Following a federal conviction and sentencing, the United States Attorney General, acting through the BOP, is responsible for calculating an inmate's term of confinement, including a determination of when the sentence commences. United States v. Wilson, 503 U.S. 329, 334 (1992). Pursuant to 18 U.S.C. § 3585 (a), a federal sentence commences on “the date the defendant is received in custody while waiting transportation to, or arrives voluntarily to commence service of a sentence at, the official detention facility at which the sentence is to be served.” 18 U.S.C. § 3585(a). Typically, when an inmate is facing sentences imposed by both federal and state authorities, the sovereign that first arrested the inmate acquires and retains primary jurisdiction over the inmate until the sentence imposed by that sovereign is satisfied. Crandell v. Hudgins, No. 1:21-CV-63, 2022 WL 39452, at *1, *4 (N.D. W.Va. Jan. 10, 2022) (Mazzone, M.J.) report and recommendation adopted, No. 1:21-CV-63, 2022 WL 386022 (N.D. W.Va.) citing United States v. Evans, 159 F.3d 908, 912 (4th Cir. 1998). The doctrine of primary jurisdiction, in the context of resolving sentence computations, recognizes “the priority of service regarding a defendant's contemporaneous obligations to multiple sovereigns, whereby a defendant will fulfill his obligations to the sovereign with primary jurisdiction over him before any others. Yeary v. Masters, No. 1:14-19114, 2016 WL 5852865, at *2 (S.D. W.Va. Sept. 30, 2016) citing Trowell v. Beeler, 135 F. App'x. 590, at n.2 (4th Cir. May 19, 2005) (internal citations omitted.). When an inmate is borrowed pursuant to a writ of habeas corpus ad prosequendum, the original sovereign has ‘merely loaned that prisoner to federal authorities' and does not forfeit its primary jurisdiction. Perkins v. Saad, No. 5:16-CV-182, 2017 WL 6001513, at *3, (N.D. W.Va. Sept. 21, 2017) (Trumble, M.J.) report and recommendation adopted, No. 5:16-CV-182, 2017 WL 6001504 (N.D. W.Va. Dec. 4, 2017) (citing United States v. Evans, supra, at 912.) In such cases, the state retains primary jurisdiction over the prisoner, and federal custody commences only when the state authorities relinquish the prisoner on satisfaction of the state obligation.” Id.

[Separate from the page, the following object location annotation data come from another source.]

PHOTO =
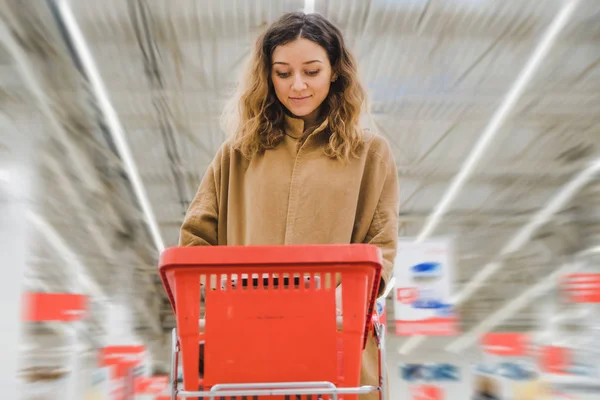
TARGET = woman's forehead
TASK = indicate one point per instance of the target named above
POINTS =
(299, 52)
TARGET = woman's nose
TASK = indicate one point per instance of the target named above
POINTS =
(298, 83)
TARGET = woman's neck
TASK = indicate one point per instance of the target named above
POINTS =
(309, 120)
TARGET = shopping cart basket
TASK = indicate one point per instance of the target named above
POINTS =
(268, 320)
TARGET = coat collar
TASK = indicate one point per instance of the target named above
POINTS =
(295, 126)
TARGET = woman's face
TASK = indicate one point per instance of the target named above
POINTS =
(301, 75)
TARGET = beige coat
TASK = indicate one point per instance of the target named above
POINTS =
(297, 195)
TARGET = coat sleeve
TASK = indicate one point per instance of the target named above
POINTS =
(383, 231)
(200, 225)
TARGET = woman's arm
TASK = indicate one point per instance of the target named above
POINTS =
(383, 231)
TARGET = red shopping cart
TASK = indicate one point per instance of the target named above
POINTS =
(268, 318)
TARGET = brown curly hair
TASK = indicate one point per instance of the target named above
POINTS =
(255, 116)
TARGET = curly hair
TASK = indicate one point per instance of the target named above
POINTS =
(255, 117)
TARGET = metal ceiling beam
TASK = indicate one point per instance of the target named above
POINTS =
(84, 60)
(82, 167)
(90, 225)
(497, 120)
(499, 117)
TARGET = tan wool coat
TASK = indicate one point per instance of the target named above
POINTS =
(295, 194)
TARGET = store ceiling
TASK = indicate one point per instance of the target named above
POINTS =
(436, 71)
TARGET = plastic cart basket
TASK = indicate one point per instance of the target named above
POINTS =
(269, 322)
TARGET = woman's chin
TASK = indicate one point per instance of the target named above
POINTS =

It is this concept of primary jurisdiction which is the crux of the petitioner's claim herein. He argues that since he was in federal custody at the time of his escape, the federal government is the primary sovereign for purposes of jurisdiction, and that therefore the entire time he spent in state custody serving his state sentence he was actually in federal custody and that therefore he is entitled to have that time credited toward his federal sentence. [Doc. 25 at 3-4]. Citing Ponzi v. Fessenden, 258 U.S. 254 (1922) for the proposition that the first jurisdiction to arrest is the one with “priority of jurisdiction” until such time as that primary jurisdiction is relinquished, petitioner contends that the federal government was the first jurisdiction to arrest him, by virtue of the federal sentence he was serving at the time he escaped. [Doc. 25 at 5]. In this respect, he asserts that at the time of his escape, he “had yet to fully extinguish or be relinquished from the jurisdiction” of the federal government, and that accordingly, when he was “apprehended,” by Texas state authorities, he was, in fact, still attempting “to exhaust the [already] invoked jurisdiction” of the federal government. [Doc. 25 at 3,5-6]. Thus, petitioner argues that Texas was the “second” sovereign. “Primary” jurisdiction, he claims, resided with the federal government, and it was neither relinquished nor extinguished, but continued throughout the time following his escape from the federal halfway house on February 28, 2016, and through service of his state sentence. [Id. at 5, 6].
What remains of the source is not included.